SOME QUESTIONS AND ANSWERS FOR OWNERS
By: Dr Richard A S White
BVetMed, PhD, DSAS, DVR, FRCVS,
RCVS Specialist in Small Animal Surgery
Diplomate, American College of Veterinary Surgeons
Diplomate, European College of Veterinary Surgeons
WHAT IS ANAL FURUNCULOSIS?
Anal Furunculosis (AF), sometimes referred to as Perianal fistulae (PAF), is an immune-mediated syndrome encountered most frequently, although not exclusively, in the German Shepherd Dog. It is characterised by areas of chronic infection and ulceration involving the tissues around the anus with often unseen but deeply infiltrating fistulas tracts which under-run the skin.
Additionally, many patients will have accompanying disease affecting the intestinal tract, which often manifests itself as lower bowel inflammatory disease (colitis). In most cases the dog's predisposition to the disease may be lifelong and there is probably no long term 'cure' for the condition.
WHAT CAUSES THIS DISEASE?
The precise cause of the disease still remains unclear but it is likely to be the result of several factors the most important of which seems to be:
* An abnormal immune response, which can lead to a number of, related conditions including anal Furunculosis, lower bowel inflammatory disease (colitis) and possibly, a range of diseases, including skin problems.
* Other factors which have been implicated but are probably of limited importance in the development of Perianal lesions include :
* The anal sacs (scent glands) seem to be involved in causing the disease in some cases and they may need to be removed if they are diseased.
WHAT ARE THE SIGNS OF AF/PAF?
Most dogs with only the anal lesions of AF/PAF will show few signs apart from licking in the anal region. In a few very advanced cases the damage and scarring of the muscle around the anus may be severe enough to prevent normal dilation of the anus.
However, most dogs which show signs of difficulty when defaecating are probably suffering in fact from concurrent lower bowel disease and these signs are only unlikely to be the result of AF/PAF alone. The lower bowel disease may need to be treated and controlled before treatment for AF/PAF can begin.
These signs usually respond to suitable dietary management (hypo-allergenic diets) although a few may need specific medication.
HOW IS AF/PAF TREATED?
Until we have a clearer understanding of the causes of the disease it is unlikely that we will have a 'cure' for every dog with this disease. However, there are a number of options, which may help to resolve some lesions.

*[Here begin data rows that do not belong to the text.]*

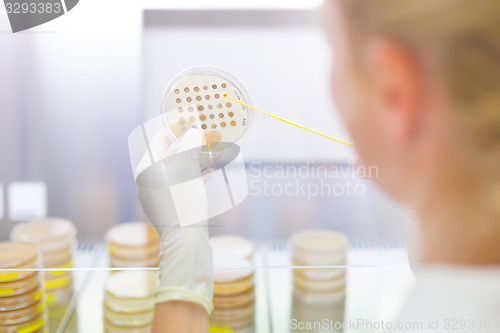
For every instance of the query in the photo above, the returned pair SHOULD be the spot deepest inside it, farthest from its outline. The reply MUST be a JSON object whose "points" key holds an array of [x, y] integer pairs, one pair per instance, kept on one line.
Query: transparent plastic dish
{"points": [[195, 99]]}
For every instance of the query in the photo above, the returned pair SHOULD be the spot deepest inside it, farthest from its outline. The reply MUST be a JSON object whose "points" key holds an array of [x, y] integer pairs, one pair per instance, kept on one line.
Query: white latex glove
{"points": [[172, 194]]}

It is very important to control any abnormal symptoms associated with the bowel (e.g.: loose motions, straining to pass motions, blood in motions etc.). This may entail laboratory investigations, dietary changes and medication. Many dogs have dietary hypersensitivity and finding a hypo-allegernic diet is very important. This can be formulated at home using protein sources such as fish, mutton, chicken and carbohydrate sources such as potato, rice, and pasta. Alternatively, there are many commercially available hypo-allergenic diets - these are usually complete diets and are often more convenient.
At the present time we do not have any consistently-effective drugs for controlling the underlying predisposition to AF/PAF but immunosuppressive drugs which modify and 'damp down' the immune system (e.g.:prednisolone, cyclosporin) have been shown to resolve lesions in many cases.
Prednisolone is a relatively cheap drug which is widely available. It is has a number of well-recognised side-effects and is only mildly immunosuppressive.
Cyclosporin is a very effective immunosuppressive drug which is used to control tissue rejection after organ transplantation. Unfortunately, although it often brings about resolution of the AF/PAF problem it is an extremely expensive drug. It must be emphasised that neither drug can be regarded as producing permanent or outright cure.
Surgical removal of the infected tissue followed by reconstruction of the surrounding skin produces very worthwhile results in many cases and, together with dietary management of lower bowel disease, remains the main treatment for many cases of AF/PAF.
WHAT POSTOPERATIVE CARE IS NEEDED?
Surgery for AF/PAF is normally performed on an outpatient basis and most patients are discharged on the same day as surgery providing that they have recovered satisfactorily. In the case of extensive surgery your dog may benefit from a short period of hospitalisation.
After surgery your dog will need:
Suture removal: The surgical wound should not otherwise require any special attention and your veterinarian will be able to remove the sutures after 10 days.
Dietary management: Unless a change of diet has been discussed as part of your dog's treatment please do not alter the diet during the postoperative period since this may induce diarrhoea and straining when passing the motion.
Follow up: It is important that once treatment has begun your dog should have a check-up after approximately 6 weeks.
WHAT IS THE PROGNOSIS FOR DOGS WITH AF?
It is difficult to predict at the time of the initial consultation how individual cases will respond to treatment. A more useful view can be obtained:
* After a surgical exploration has been performed.
* Once the result of surgery is reviewed 4-6 weeks postoperatively.
Lesions will eventually resolve in the majority of dog’s which undergo surgical treatment. However, some of these dogs will need more than one operation and it is important that they are re-presented regularly for their check up to minimise the risk of relapses.